O Homem Demasiado Amado (L’ Homme Qu’ On Aimait Trop)

O Homem Demasiado Amado

Catherine Deneuve, Adèle Haenel e Guillaume Canet. Uma mãe, uma filha e um advogado. Uma sócia de um casino, uma jovem semi-rebelde e um homem com ambições perversas. Duas actrizes e um actor, três personagens no qual se centra o filme.

Renée Le Roux é uma magnata decadente.
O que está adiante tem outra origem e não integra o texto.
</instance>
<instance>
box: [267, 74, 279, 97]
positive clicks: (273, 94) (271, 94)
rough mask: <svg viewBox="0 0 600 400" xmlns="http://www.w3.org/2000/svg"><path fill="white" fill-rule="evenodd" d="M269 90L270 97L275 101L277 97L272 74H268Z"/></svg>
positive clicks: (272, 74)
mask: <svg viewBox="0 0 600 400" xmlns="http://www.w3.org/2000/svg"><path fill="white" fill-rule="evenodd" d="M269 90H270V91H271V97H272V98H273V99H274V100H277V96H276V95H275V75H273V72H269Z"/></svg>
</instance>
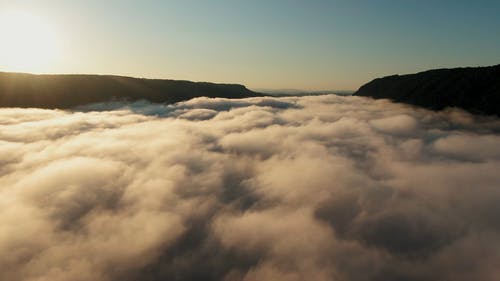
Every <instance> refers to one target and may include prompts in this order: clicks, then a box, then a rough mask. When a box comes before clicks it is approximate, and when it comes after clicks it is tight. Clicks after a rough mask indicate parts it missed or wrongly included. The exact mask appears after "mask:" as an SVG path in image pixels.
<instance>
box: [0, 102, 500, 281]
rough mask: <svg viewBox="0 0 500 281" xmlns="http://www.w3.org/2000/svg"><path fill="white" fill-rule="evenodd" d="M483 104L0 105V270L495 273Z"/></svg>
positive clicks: (487, 128) (188, 279) (59, 280)
mask: <svg viewBox="0 0 500 281" xmlns="http://www.w3.org/2000/svg"><path fill="white" fill-rule="evenodd" d="M499 202H500V119H497V118H493V117H479V116H473V115H470V114H468V113H465V112H463V111H459V110H446V111H442V112H431V111H427V110H424V109H417V108H413V107H409V106H405V105H401V104H394V103H391V102H389V101H387V100H378V101H374V100H371V99H368V98H362V97H341V96H335V95H325V96H314V97H312V96H311V97H285V98H270V97H265V98H250V99H242V100H229V99H208V98H196V99H193V100H190V101H187V102H181V103H177V104H175V105H161V104H149V103H146V102H136V103H130V104H123V103H108V104H96V105H92V106H88V107H85V108H79V109H78V110H74V111H58V110H41V109H0V253H1V255H0V280H8V281H18V280H19V281H20V280H22V281H115V280H116V281H118V280H120V281H133V280H146V281H158V280H228V281H229V280H345V281H361V280H366V281H368V280H380V281H385V280H414V281H416V280H454V281H460V280H498V276H500V203H499Z"/></svg>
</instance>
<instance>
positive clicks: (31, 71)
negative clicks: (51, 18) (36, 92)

O casino que dirige acumula perdas e é alvo da cobiça de um dos seus concorrentes directos. Agnés é a filha, desinteressada nos negócios, cuja vida está entre o hedonismo ilimitado e a depressão profunda. E Maurice é um advogado perverso, mulherengo, com interesses e escrúpulos misteriosos. A coisa promete…

A primeira metade de O Homem Demasiado Amado apresenta estas personagens com um ritmo muito próprio, na forma de um triângulo improvável, que joga com o amor de uma forma especial. Um amor em diversas vertentes, nada óbvio e nada simplista. O veterano Techiné revela-se, acima de tudo, um mestre na direcção de actores: Deneuve é sempre magistral e os mais desconhecidos Canet (o melhor do ultra-cliché Uma Vida Difícil) e Haenel (a grande surpresa de Os Combatentes) estão ao mesmo nível.  Só que, no momento em que as personagens poderiam ganhar outra força, quando a tensão se torna iminente, parece que o filme implode.

O Homem Demasiado Amado é baseado em factos reais. Envolve um desaparecimento inesperado, um caso judicial envolto num grande mistério. Mas, curiosamente, esse lado verídico, esse respeito pelo evoluir da história, parece limitar a parte final. Assim, é um bom filme, com boas interpretações, mas que parece ficar aquém de algo mais.